Patrick is, in many ways, her opposite. He’s certainly her perfect foil. Where Lauren has been forced to tamp down all of her emotions, Patrick is charming and wears his heart on his sleeve for all to see. He also has a strong whimsical side. His background in film makes him see life, even his own life, as a movie, and he’s usually been cast as the comic sidekick in his own life. When Lauren drops into Montana, the ranch, and his heart, he has the chance to play the romantic hero, if he can just find a way to make the role fit for him.

Part of what makes this story, and so many of this author’s romances, work so well is that while Patrick is not anything like a ‘beta-hero’ he recognizes that Lauren is going to be the ‘alpha’ in their relationship – and he’s fine with that. There aren’t nearly enough heroines like Lauren, nor are there nearly enough heroes like Patrick.
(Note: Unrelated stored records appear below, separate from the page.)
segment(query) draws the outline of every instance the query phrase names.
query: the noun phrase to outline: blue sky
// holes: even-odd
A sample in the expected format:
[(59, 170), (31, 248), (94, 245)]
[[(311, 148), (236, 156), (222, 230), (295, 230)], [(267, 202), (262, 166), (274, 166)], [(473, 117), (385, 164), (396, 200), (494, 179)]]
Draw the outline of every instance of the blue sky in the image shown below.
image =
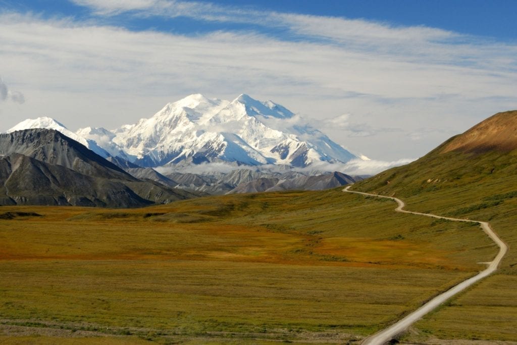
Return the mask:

A romance where a strong woman finds a man who loves and respects her exactly as she is always appeals to this reader.

Although I have not read any of the previous books in the Henderson’s Ranch series, I have read most of the Night Stalkers and Firehawks books that came before it. It is marvelous to continue following Mark and Emily through their lives as they transition (more or less) from being elite soldiers to a still very active, but different, civilian life. And it was interesting to see Colonel Gibson, a background character throughout the Night Stalkers series and the hero of Bring on the Dusk, start changing directions in his life.

It’s always good to visit old friends.

Even if you haven’t dipped into the previous series (but do, they are all awesome) Big Sky, Loyal Heart is a lovely contemporary romance all on its own, and is complete in itself. But it will give you a yen to read the backgrounds of the marvelous crew that you will meet within its pages.

For those of us who have followed Mark and Emily through multiple series, there’s a hint at the end of Big Sky, Loyal Heart that their saga not only continues but moves into a new phase. I can hardly wait!